Thats it. ares_gethostbyname() is in the C-ARES library, which we won't delve into here. HostByNameCb is the C++ callback function when resolution is done. HostByNameCb injects an event to the JavaScript code, to call the callback function passed in to the original call.

The JavaScript has an alternate code path for mDNS requests, using the getaddrinfo() method on process.binding('net'). Most of that code path consists of the same sort of argument unwrapping and checking as GetHostByName, which we will omit. The mDNS code path uses a blocking DNS request, serviced by the thread pool. The code to send work to the pool and arrange a callback later is pleasingly simple:

  eio_custom(Resolve, EIO_PRI_DEFAULT, AfterResolve, rreq);

Resolve is the function the worker thread is supposed to call. AfterResolve is the callback function in the main loop which the worker thread should trigger when done.

Final Thoughts

Node.js makes it easy to develop high performance applications by not offering APIs which would drastically lower performance. Everything is a callback, there are no blocking calls in the API (except for initialization calls such as module loading). Where the underlying C++ implementation is also based on callbacks, this is straightforward. Where the underlying C++ code would block, the implementation becomes a somewhat more difficult exercise in thread management.

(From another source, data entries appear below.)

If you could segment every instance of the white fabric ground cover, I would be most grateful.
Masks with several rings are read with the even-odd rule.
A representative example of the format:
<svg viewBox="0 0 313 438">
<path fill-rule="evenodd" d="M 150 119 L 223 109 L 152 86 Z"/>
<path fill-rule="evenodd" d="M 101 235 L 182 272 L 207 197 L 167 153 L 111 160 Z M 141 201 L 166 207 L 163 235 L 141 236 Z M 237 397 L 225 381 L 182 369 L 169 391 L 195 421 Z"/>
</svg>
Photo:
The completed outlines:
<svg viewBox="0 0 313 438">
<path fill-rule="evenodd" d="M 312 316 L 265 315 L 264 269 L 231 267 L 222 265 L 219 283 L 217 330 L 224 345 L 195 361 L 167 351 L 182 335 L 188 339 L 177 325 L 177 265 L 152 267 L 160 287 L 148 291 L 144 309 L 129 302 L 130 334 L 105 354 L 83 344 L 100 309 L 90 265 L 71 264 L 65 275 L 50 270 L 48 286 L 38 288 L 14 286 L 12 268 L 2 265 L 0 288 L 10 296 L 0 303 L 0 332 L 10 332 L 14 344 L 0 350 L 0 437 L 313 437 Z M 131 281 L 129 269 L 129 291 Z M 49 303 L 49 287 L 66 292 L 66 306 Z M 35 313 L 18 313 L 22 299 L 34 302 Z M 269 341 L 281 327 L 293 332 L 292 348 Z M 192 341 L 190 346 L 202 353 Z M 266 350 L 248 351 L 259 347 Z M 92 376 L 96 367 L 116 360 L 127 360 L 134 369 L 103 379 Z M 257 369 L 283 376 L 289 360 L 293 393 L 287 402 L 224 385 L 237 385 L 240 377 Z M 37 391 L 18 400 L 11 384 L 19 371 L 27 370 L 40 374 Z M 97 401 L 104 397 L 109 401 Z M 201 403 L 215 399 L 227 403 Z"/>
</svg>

The JavaScript API in node.js "feels" very much like JavaScript. I believe a main factor making this possible is the relatively small number of entry points required from the JavaScript down into the C++ code: sockets, DNS resolution, the http parsing library, etc. It was feasible for each interface to be lovingly crafted by hand, baking JavaScriptiness into the API.

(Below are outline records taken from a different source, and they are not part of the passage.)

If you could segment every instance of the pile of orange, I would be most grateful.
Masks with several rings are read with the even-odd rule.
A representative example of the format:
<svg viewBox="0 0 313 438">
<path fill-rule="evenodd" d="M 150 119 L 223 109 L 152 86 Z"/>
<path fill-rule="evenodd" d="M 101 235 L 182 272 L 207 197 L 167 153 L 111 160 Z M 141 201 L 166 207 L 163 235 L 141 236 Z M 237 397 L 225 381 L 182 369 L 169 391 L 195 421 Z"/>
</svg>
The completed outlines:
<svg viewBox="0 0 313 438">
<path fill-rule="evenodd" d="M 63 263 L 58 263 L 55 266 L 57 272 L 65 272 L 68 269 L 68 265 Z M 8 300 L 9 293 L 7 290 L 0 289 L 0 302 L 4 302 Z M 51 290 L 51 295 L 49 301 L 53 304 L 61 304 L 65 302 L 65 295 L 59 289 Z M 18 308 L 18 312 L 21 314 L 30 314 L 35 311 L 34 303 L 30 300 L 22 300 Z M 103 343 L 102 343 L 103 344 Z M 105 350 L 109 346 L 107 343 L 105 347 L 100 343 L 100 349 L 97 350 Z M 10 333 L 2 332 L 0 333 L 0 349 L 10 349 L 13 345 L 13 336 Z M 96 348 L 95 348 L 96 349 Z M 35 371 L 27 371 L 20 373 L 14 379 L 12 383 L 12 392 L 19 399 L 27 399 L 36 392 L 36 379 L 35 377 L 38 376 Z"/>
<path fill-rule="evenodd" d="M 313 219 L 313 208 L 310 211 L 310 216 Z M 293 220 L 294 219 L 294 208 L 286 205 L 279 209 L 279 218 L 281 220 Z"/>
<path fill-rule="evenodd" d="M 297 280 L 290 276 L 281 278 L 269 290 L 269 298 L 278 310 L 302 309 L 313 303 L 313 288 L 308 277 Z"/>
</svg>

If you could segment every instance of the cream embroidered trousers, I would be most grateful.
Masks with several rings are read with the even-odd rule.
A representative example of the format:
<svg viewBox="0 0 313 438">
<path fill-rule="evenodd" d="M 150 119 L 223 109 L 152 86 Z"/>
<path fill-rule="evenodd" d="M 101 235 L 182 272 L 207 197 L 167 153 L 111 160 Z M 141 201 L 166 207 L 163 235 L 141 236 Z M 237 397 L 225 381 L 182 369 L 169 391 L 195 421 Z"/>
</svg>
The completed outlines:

Attempting this technique for software like GUIs, where the number of C/C++ APIs to bind to is enormous, would likely require a more automated linkage between JavaScript and C++. This is the world of things like SWIG to generate interfaces or libffi to make direct calls. SWIG and libffiare extremely useful in their niches, but definitely have the feel of a foreign intruder in the host language. I don't know that a node.js for GUIs would be as pleasant a thing to look upon, but we need a way to do so. Software needs to advance without having to continually reinvent and reimplement what has come before, and without requiring drastic amounts of manual effort.